De onde ou de quem a kanai tirou suas ideias para picles, isso permanecerá em segredo. Só me lembro de trechos de conversa por telefone.

—Para um bom narazuke você tem que esperar pelo menos três meses. Ou,
—Takuan precisa de um pouco de doçura… e coisas assim.

Talvez centenas de milhares de anos de inconsciente coletivo japonês tenham trazido à sua mente ideias sobre como fazer vegetais simples cantarem.

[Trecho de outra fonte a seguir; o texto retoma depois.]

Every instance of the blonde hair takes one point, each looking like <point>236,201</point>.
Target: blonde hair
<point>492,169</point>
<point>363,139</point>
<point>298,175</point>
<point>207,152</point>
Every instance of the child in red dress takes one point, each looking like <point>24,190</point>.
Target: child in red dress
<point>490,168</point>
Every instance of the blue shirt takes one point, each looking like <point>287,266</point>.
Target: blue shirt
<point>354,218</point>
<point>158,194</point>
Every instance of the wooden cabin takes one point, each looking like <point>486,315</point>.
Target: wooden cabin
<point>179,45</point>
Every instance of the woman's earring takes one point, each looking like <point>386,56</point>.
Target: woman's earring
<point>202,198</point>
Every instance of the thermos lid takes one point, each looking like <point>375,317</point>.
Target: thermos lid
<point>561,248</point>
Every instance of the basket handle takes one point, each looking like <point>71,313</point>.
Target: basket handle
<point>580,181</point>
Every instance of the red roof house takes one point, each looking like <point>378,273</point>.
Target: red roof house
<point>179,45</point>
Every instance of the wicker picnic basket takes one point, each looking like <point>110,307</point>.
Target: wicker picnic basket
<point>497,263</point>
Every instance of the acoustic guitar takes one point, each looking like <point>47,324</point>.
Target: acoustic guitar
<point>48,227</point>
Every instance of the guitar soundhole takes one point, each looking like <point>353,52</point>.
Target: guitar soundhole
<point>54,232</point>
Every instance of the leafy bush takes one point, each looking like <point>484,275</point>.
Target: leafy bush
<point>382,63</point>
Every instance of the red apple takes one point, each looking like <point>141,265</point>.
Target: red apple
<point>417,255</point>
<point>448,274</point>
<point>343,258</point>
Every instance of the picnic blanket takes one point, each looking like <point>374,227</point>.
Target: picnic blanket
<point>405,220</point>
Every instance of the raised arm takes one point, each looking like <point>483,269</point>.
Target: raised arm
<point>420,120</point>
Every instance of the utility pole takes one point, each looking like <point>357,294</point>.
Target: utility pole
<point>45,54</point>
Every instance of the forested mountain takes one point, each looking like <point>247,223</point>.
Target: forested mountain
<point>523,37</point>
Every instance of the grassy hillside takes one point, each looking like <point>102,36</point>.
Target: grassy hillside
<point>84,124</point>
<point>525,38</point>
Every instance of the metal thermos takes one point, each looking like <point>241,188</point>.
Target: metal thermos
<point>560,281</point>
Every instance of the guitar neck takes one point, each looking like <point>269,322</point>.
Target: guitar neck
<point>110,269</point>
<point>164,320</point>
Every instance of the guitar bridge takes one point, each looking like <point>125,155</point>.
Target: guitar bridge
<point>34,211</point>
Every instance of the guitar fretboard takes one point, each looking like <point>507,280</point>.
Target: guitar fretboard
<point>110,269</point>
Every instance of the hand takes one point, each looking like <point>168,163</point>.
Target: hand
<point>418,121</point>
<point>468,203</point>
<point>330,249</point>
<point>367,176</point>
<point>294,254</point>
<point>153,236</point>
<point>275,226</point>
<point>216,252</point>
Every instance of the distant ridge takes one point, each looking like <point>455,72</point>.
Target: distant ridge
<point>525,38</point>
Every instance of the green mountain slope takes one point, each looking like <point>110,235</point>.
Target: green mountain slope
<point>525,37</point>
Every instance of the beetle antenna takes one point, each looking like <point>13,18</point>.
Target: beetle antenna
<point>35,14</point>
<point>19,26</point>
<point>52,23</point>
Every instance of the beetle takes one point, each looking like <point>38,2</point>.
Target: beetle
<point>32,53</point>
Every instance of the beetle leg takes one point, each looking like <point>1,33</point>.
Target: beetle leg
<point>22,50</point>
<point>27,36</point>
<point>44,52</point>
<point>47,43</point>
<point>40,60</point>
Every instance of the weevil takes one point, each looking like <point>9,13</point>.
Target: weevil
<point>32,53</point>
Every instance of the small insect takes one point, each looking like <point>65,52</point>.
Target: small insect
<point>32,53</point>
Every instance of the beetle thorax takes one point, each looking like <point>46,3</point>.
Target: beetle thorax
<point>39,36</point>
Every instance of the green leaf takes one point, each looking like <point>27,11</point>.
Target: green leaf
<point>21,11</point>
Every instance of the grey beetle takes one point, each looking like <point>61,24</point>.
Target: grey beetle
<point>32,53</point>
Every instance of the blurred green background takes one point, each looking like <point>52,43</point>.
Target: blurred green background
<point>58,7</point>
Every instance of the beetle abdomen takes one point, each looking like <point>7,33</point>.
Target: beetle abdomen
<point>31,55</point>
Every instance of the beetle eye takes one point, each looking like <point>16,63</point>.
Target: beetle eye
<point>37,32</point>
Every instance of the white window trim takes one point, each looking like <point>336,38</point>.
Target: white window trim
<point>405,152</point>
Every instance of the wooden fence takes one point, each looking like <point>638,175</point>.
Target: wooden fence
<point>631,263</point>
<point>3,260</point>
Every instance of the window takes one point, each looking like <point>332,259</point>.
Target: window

Quando estava pronta para preparar um lote, ela apenas dava uma olhada em suas anotações taquigráficas e, em seguida, seguiam-se sequências ininterruptas até que cada balde estivesse cheio e os utensílios usados ​​fossem bem lavados.

* * *

Eu sinto muito. Comecei com a ideia de contar como os picles afetaram a cultura japonesa, mas me distraí. A nostalgia é tão poderosa!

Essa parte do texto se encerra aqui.